What makes Stalag 17 more interesting is the obvious inclusion of characters who are there specifically as comic relief. In particular, prisoners Stanislaus “Animal” Kuzawa (Robert Strauss) and Harry Shapiro (Harvey Lembeck) exist here only as comic characters. Their time on screen is essentially antics to otherwise break the heavy mood of the film. The first time I watched Stalag 17, I wasn’t sure of the reason for their inclusion. I get it now. This is a hard film in a lot of respects, and Animal and Harry continually pull us back from that. They’re there, in a way, to remind us that we’re still watching a film. There’s also a sense from both f them that these antics are specifically to keep them both sane in an otherwise terrible situation. Without joking around and trying to have some fun, there would be no real reason to keep going at all.

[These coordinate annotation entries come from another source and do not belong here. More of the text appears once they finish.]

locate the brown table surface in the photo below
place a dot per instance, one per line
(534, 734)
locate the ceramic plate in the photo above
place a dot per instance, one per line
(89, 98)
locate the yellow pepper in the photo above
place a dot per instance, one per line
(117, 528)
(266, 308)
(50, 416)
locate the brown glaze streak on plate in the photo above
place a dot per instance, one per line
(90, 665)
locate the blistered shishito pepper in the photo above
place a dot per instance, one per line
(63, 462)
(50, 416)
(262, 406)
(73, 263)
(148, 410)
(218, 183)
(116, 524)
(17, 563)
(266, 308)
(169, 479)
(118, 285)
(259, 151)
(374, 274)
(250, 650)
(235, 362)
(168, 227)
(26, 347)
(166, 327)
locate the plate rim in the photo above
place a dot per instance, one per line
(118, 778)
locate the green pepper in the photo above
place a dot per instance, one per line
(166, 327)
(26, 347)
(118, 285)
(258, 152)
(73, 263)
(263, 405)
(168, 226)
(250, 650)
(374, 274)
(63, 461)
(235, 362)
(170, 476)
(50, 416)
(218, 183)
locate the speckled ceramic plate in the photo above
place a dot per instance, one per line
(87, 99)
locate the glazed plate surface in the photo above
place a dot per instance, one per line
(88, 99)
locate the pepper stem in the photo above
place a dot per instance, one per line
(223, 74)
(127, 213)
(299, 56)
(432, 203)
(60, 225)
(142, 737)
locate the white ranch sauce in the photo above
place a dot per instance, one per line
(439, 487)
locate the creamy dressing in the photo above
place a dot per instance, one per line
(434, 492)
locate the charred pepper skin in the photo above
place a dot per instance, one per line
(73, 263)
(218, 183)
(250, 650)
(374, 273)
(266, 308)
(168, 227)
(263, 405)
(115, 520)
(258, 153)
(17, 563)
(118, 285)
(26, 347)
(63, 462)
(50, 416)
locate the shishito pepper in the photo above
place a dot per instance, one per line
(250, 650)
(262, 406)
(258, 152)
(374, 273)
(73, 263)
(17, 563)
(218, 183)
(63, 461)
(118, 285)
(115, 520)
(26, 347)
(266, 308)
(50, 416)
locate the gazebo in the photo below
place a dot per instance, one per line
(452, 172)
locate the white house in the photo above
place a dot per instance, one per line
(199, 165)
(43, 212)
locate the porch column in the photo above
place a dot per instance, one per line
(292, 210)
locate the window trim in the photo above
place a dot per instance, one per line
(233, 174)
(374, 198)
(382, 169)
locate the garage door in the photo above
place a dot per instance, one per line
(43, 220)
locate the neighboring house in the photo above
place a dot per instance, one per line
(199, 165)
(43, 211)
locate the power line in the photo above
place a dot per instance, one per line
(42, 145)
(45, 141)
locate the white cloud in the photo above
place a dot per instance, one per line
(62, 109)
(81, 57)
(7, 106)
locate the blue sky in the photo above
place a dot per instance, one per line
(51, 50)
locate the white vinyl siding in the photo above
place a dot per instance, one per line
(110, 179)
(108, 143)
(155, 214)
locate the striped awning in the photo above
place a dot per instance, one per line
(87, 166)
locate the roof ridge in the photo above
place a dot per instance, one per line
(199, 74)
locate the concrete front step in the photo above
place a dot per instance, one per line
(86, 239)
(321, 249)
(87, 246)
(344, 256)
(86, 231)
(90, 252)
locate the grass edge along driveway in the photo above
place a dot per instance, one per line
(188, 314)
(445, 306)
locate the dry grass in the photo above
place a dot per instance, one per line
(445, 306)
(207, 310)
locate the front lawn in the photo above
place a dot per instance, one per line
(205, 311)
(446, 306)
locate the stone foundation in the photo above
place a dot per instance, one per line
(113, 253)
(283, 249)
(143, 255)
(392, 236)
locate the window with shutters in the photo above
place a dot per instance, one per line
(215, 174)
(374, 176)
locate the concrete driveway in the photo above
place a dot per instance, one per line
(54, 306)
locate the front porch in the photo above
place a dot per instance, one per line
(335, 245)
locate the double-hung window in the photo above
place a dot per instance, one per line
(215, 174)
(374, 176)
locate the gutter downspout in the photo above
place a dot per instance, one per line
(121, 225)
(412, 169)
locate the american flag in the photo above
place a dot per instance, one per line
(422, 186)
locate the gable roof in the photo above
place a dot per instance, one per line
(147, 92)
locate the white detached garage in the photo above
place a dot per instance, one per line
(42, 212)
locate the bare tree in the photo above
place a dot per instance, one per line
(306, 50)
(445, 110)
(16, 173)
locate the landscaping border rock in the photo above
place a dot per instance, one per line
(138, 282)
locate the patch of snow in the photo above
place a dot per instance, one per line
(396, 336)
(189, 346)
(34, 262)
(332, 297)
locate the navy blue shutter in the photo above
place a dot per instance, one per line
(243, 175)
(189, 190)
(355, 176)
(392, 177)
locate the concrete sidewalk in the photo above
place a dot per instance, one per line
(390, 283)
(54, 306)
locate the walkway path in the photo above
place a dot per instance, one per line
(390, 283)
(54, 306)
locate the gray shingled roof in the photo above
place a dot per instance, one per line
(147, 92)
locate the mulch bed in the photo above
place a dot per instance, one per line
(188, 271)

I should also mention the two prominent Germans in the camp. The first is Johann Sebastian Schulz (Sig Ruman). It’s pretty evident that the Sgt. Schultz character from the old television show “Hogan’s Heroes” is based in part on Ruman’s Schulz. They speak in the same basic manner and both appear on the surface to be a little dopey and good natured. But the Schulz in Stalag 17 is dopey and loveable only on the surface. There’s a wicked intelligence to him, a conniving style of using feigned ignorance to get the prisoners off their guard. It’s something of a coup for Wilder to have gotten Otto Preminger to serve as the camp’s commander, Oberst von Scherbach. Preminger is perfectly believable as the prim and dutiful German officer. He’s given lovely quirks as well, such as putting on his knee-high boots to make phone calls to Berlin so he can effectively click his heels together when given an order.
But make no mistake; for all of the colorful characters here, this is absolutely William Holden’s film. Holden had the unenviable task of playing J.J. Sefton simultaneously as something of an opportunist villain and also as the ultimate hero of the film. We end up liking Sefton almost in spite of ourselves. He’s a jerk and cares nothing about anyone but himself, but we come to realize that he is innocent of what he’s been accused of, and so sympathy for him builds. Holden walks a razor’s edge in the role, never becoming too likeable but never completely losing our sympathy. It’s a hell of a role, and a fine performance from a man who did give a lot of bad ones.
I’m a fan of Stalag 17, and I’m no less a fan after this viewing. I’m also of the opinion that Billy Wilder was a genius, and for simply getting something like this film made, he makes the point for me. This feels like heightened reality, but it also feels close to the truth, or at least as clos to the truth as it could get.
Why to watch Stalag 17: It’s amazingly ballsy.
Why not to watch: The main character is a prime shit.